La Chimera, le souvenir des vies antérieures par Alice Rohrwacher
De retour dans sa petite ville située au bord de la mer Tyrrhénienne, Arthur (Josh O’Connor), un pilleur de tombes étrusques en quête de son amour perdu, retrouve sa bande de brigands. Après Les Merveilles (Grand Prix en 2014) et Lazzaro Felice (Prix du Scénario en 2018), Alice Rohrwacher s’interroge sur les traces du passé dans La Chimera.
Quel est le point de départ de cette histoire ?
L’histoire de la région d’Italie où je vis, l’Étrurie, a toujours été liée aux découvertes archéologiques.
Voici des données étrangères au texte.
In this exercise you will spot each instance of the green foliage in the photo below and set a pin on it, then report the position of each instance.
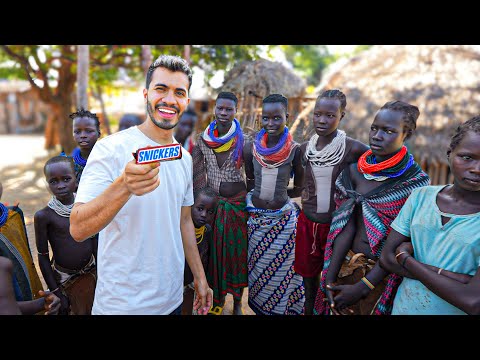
(308, 60)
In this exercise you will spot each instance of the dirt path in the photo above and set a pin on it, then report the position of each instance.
(21, 174)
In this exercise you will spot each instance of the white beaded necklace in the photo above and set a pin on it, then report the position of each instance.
(331, 154)
(60, 208)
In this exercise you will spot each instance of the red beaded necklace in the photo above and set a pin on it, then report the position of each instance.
(365, 168)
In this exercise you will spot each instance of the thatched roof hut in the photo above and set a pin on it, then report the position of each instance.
(251, 81)
(442, 80)
(262, 77)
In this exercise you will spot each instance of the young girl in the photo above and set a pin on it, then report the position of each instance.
(72, 273)
(86, 131)
(435, 241)
(274, 287)
(325, 155)
(203, 211)
(373, 191)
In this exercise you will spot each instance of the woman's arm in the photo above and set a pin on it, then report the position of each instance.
(299, 172)
(464, 296)
(249, 170)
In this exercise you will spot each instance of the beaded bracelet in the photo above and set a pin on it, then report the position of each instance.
(368, 283)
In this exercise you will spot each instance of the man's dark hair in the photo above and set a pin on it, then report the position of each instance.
(227, 95)
(172, 63)
(277, 98)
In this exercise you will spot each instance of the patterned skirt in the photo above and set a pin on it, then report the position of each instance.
(227, 269)
(274, 288)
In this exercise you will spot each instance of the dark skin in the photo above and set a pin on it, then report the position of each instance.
(461, 198)
(274, 120)
(9, 306)
(203, 212)
(54, 229)
(85, 134)
(387, 135)
(327, 115)
(185, 127)
(225, 110)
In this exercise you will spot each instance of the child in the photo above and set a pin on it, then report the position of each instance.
(324, 156)
(274, 287)
(185, 128)
(86, 131)
(435, 240)
(72, 273)
(203, 211)
(373, 191)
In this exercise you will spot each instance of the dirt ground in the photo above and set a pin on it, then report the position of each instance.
(21, 174)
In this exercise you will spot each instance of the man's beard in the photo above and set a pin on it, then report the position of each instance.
(165, 125)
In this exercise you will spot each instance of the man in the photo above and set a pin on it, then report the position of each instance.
(140, 208)
(185, 129)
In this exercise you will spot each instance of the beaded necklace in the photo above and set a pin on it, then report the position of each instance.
(3, 214)
(390, 168)
(276, 155)
(77, 157)
(331, 154)
(199, 234)
(233, 138)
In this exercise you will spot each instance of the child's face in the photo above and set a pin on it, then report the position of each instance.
(274, 118)
(203, 210)
(326, 116)
(225, 111)
(387, 133)
(61, 180)
(85, 132)
(465, 162)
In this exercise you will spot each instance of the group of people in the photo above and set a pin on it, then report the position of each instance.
(370, 237)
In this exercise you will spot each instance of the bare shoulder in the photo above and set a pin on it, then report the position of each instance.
(42, 215)
(303, 147)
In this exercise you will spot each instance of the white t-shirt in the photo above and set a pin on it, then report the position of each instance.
(140, 252)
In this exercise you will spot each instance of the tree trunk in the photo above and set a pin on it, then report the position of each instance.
(146, 57)
(82, 76)
(186, 53)
(106, 121)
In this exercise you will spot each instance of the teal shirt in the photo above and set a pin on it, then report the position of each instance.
(454, 246)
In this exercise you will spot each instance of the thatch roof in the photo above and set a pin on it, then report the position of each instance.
(442, 80)
(261, 78)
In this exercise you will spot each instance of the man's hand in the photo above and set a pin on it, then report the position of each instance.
(141, 179)
(204, 298)
(52, 302)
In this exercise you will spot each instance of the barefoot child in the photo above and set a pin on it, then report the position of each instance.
(325, 155)
(369, 196)
(71, 274)
(203, 211)
(435, 239)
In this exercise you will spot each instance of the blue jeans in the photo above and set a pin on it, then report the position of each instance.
(177, 311)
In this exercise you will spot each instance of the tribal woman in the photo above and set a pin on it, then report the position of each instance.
(369, 195)
(274, 287)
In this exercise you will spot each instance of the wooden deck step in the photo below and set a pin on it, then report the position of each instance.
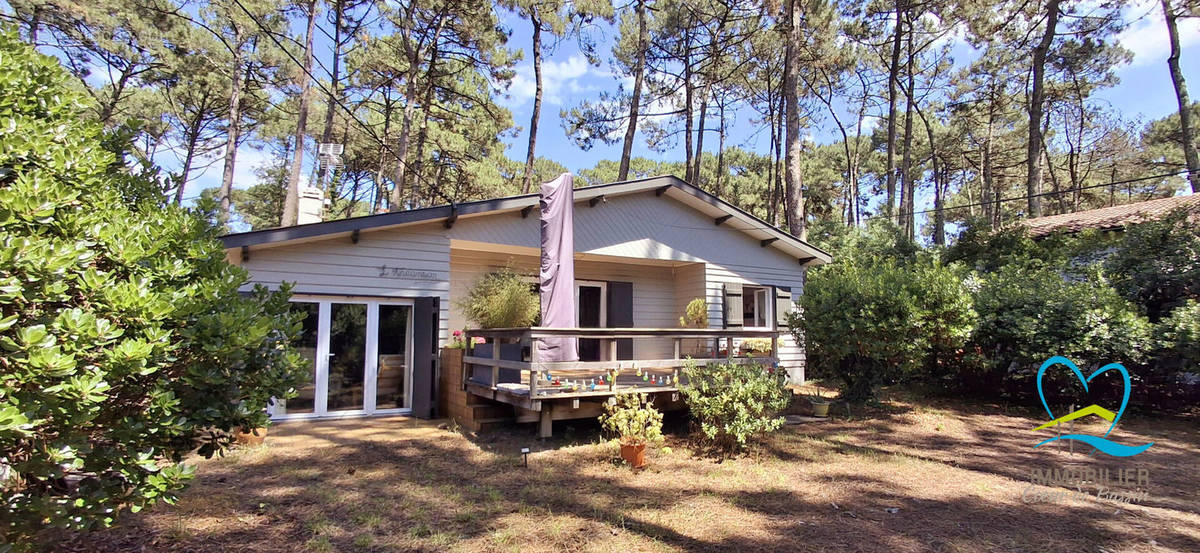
(491, 410)
(493, 424)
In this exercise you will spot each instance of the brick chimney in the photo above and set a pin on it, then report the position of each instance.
(311, 206)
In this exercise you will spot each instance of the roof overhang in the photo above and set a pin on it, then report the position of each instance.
(723, 212)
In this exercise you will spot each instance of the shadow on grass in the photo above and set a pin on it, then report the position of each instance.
(334, 487)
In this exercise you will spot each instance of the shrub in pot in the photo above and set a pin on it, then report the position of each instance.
(501, 299)
(636, 424)
(735, 402)
(820, 403)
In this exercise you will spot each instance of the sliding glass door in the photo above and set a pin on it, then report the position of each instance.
(360, 353)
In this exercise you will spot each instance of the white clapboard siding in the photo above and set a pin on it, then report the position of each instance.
(791, 356)
(640, 226)
(339, 266)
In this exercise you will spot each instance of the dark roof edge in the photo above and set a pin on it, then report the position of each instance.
(256, 238)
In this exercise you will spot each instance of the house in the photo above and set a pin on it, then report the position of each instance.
(378, 292)
(1114, 218)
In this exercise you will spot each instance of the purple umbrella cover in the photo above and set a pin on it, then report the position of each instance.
(558, 268)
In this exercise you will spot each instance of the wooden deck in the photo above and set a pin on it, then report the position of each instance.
(562, 390)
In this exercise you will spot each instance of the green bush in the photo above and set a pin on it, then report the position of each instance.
(633, 419)
(126, 343)
(733, 402)
(874, 322)
(1031, 313)
(1177, 338)
(1157, 263)
(501, 300)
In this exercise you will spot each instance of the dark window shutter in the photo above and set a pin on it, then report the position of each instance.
(621, 314)
(783, 306)
(425, 344)
(733, 306)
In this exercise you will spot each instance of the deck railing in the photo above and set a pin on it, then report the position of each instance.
(661, 374)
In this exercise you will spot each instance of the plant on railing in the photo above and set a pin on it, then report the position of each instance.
(733, 402)
(636, 422)
(501, 300)
(457, 341)
(755, 346)
(695, 316)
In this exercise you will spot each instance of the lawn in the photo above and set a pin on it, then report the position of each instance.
(904, 478)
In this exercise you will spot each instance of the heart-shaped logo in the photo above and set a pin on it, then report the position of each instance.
(1099, 443)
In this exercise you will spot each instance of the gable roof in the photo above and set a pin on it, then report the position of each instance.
(723, 212)
(1109, 218)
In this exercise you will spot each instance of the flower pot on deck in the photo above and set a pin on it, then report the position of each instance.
(508, 353)
(634, 455)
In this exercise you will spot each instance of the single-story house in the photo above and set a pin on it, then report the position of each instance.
(1113, 218)
(379, 290)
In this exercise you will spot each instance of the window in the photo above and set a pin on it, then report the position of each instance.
(755, 307)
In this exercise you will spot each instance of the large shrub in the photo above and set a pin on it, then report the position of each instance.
(501, 300)
(126, 343)
(874, 322)
(1157, 263)
(1177, 338)
(1029, 313)
(733, 402)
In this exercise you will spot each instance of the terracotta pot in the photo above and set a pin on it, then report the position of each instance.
(634, 455)
(252, 439)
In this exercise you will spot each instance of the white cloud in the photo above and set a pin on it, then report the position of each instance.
(559, 80)
(1146, 37)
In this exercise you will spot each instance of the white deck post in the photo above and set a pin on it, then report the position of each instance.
(534, 373)
(496, 361)
(546, 425)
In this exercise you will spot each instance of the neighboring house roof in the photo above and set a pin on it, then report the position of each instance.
(723, 212)
(1110, 218)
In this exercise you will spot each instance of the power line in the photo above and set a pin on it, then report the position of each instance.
(349, 112)
(901, 214)
(1041, 194)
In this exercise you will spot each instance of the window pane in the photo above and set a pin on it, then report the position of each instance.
(307, 347)
(347, 355)
(749, 295)
(393, 356)
(761, 312)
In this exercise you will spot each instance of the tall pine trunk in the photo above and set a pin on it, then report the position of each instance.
(627, 148)
(193, 138)
(689, 100)
(292, 200)
(697, 158)
(907, 184)
(893, 82)
(527, 181)
(1181, 95)
(792, 179)
(1037, 97)
(327, 134)
(777, 194)
(232, 134)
Dans les années 1980 et 1990, il suffisait de s’arrêter dans un café pour entendre l’histoire de quelqu’un qui, en creusant la nuit, avait trouvé des vases peints, des bijoux, des fragments de statues antiques… Très souvent, il s’agissait de tombes. Elles sont pour moi des trésors qui racontent le rapport du passé avec la mort. Avoir conscience que ces vestiges symbolisaient l’existence de vies antérieures a nourri mon enfance et a défini mon regard. Mon histoire individuelle s’inscrivait alors dans une histoire collective.
La dimension collective est justement au cœur de La Chimera…
Il était important pour moi de la donner à voir à une époque où l’on met l’accent sur le pouvoir de l’individualisme. Je me suis donc intéressée aux choses qui vieillissent, mais aussi au désir d’une génération qui se sent différente et qui veut rompre avec le passé. Je me suis demandé à quel moment un objet cesse d’être sacré pour une génération et devient un simple témoignage du passé.
Pourquoi avoir souhaité, une fois n’est pas coutume, placer une figure étrangère au cœur de l’un de vos films ?
Je considère qu’il est toujours important de trouver un point de vue qui nous éloigne de notre regard habituel sur les choses. Cette fois-ci, j’ai vraiment souhaité que le protagoniste soit un homme sans racines. Ce qu’il recherche, c’est précisément l’appartenance à un lieu, à un amour.
« Les tombes sont pour moi des trésors qui racontent le rapport du passé avec la mort. »
La dimension du conte moderne est toujours très importante dans votre cinéma et La Chimera ne déroge pas à la règle…
À une époque où nous sommes vraiment submergés par le récit – tout est récit, des milliers de séries télévisées aux étiquettes alimentaires des supermarchés -, j’aime réfléchir à d’autres formes de narration. J’aime aussi beaucoup jouer avec l’identification forcée au protagoniste. C’est important de pouvoir s’identifier à l’autre, mais c’est aussi très bien de le regarder de l’extérieur, avec du recul. J’ai voulu rappeler au spectateur qu’il ne faut pas seulement se perdre dans l’histoire, mais il faut aussi l’observer de plus loin.
L’image est une nouvelle fois signée Hélène Louvart. Visuellement, de quelle manière avez-vous pensé le film ?
Nous avons travaillé avec trois formats de pellicule : le 35 mm, qui se prête à la fresque, à l’iconographie, à la grande page illustrée qui interrompt les livres de contes de fées ; le super 16 mm, qui a une densité narrative et une capacité de synthèse inégalée et qui, comme une écriture magique, parvient à nous faire entrer directement au cœur de l’action ; et le 16 mm, depuis une petite caméra amateur, comme des notes au crayon sur la tranche d’un livre. Nous avons donc essayé d’entrecroiser des fils très éloignés, comme dans une tapisserie orientale, et de jouer avec la matière du film : ralentir, accélérer, chanter, figer l’image, fixer et écouter.